I have a Spark dataframe (Pyspark 2.2.0) that contains events, each has a timestamp. There is an additional column that contains series of tags (A,B,C or Null). I would like to calculate for each row - by group of events, ordered by timestamp - a count of the current longest stretch of changes of non Null tags (Null should reset this count to 0). Example of df with my ideal calculated column called stretch:
event timestamp tag stretch
G1 09:59:00 Null 0
G1 10:00:00 A 1 ---> first non Null tag starts the count
G1 10:01:00 A 1 ---> no change of tag
G1 10:02:00 B 2 ---> change of tag (A to B)
G1 10:03:00 A 3 ---> change of tag (B to A)
G1 10:04:00 Null 0 ---> Null resets the count
G1 10:05:00 A 1 ---> first non Null tag restarts the count
G2 10:00:00 B 1 ---> first non Null tag starts the count
G2 10:01:00 C 2 ---> change of tag (B to C)
In Pyspark I can define a window like this:
window = Window.partitionBy("event").orderBy(col("timestamp").asc())

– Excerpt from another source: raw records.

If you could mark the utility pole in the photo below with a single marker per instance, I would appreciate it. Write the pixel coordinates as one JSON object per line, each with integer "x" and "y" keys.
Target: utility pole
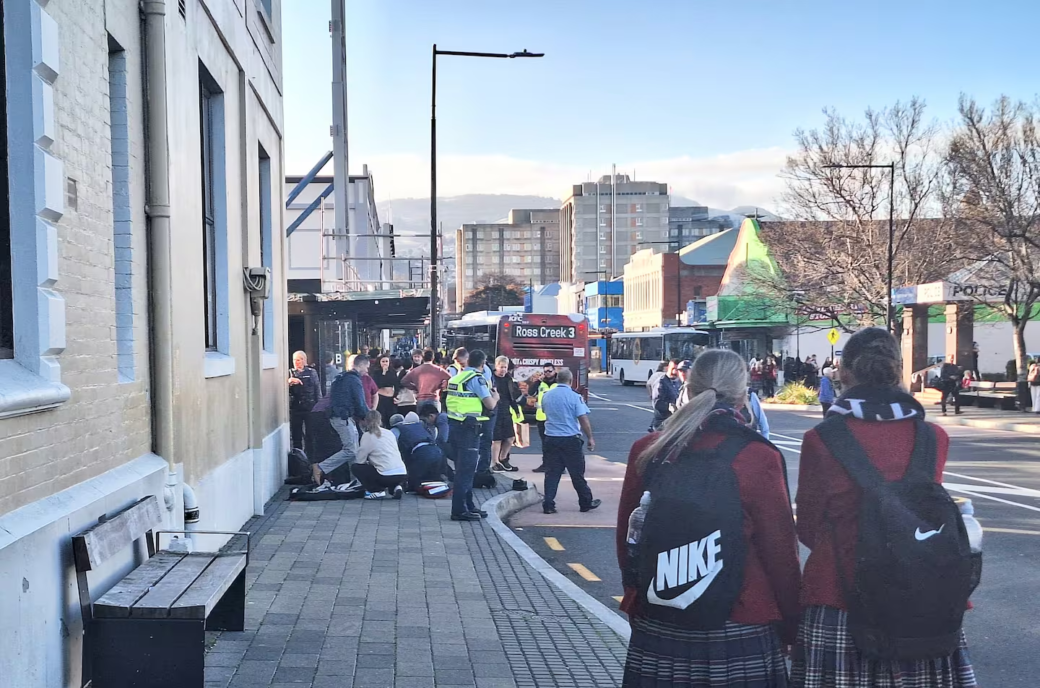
{"x": 341, "y": 175}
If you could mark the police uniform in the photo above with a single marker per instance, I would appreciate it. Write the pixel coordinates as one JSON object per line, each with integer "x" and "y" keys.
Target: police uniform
{"x": 466, "y": 414}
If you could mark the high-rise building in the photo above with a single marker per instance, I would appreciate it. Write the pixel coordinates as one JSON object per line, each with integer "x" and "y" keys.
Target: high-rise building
{"x": 601, "y": 225}
{"x": 525, "y": 246}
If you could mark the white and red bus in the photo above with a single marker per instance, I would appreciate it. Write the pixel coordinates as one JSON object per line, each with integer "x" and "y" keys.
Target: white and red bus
{"x": 530, "y": 341}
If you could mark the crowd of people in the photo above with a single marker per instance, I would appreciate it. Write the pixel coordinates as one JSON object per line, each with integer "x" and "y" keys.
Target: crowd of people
{"x": 394, "y": 424}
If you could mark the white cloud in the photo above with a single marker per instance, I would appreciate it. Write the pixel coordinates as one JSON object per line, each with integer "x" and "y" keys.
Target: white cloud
{"x": 724, "y": 181}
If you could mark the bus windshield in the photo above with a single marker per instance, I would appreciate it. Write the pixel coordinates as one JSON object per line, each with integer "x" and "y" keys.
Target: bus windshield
{"x": 684, "y": 346}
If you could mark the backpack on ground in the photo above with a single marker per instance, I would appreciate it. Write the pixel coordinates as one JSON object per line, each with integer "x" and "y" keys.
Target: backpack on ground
{"x": 692, "y": 552}
{"x": 914, "y": 569}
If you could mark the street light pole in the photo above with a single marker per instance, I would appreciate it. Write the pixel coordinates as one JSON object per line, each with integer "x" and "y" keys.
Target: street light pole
{"x": 434, "y": 263}
{"x": 890, "y": 166}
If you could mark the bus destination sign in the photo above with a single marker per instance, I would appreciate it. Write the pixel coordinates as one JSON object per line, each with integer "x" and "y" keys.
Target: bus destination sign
{"x": 544, "y": 332}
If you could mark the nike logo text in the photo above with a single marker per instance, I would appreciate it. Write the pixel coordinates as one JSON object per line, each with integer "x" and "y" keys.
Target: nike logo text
{"x": 924, "y": 536}
{"x": 697, "y": 561}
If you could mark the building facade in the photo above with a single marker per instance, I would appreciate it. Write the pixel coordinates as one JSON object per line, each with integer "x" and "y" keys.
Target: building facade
{"x": 661, "y": 289}
{"x": 602, "y": 225}
{"x": 320, "y": 257}
{"x": 130, "y": 364}
{"x": 526, "y": 246}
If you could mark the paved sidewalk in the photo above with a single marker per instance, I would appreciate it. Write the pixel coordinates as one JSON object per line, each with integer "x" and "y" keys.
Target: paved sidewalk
{"x": 393, "y": 594}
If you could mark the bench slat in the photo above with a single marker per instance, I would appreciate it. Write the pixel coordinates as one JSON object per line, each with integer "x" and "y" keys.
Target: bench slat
{"x": 162, "y": 596}
{"x": 96, "y": 545}
{"x": 117, "y": 603}
{"x": 208, "y": 588}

and calculate for example the change of tag:
df = df.withColumn("change_of_tag",col("tag")!=lag("tag",1).over(window))
but I cannot find how to calculate a cumulative sum of these changes that would reset each time a Null tag is encountered. I suspect that I should define a new window partitioned by event and type of tag (Null or not Null) but I don't know how to partition by event, order by timestamp and after that, group by type of tag.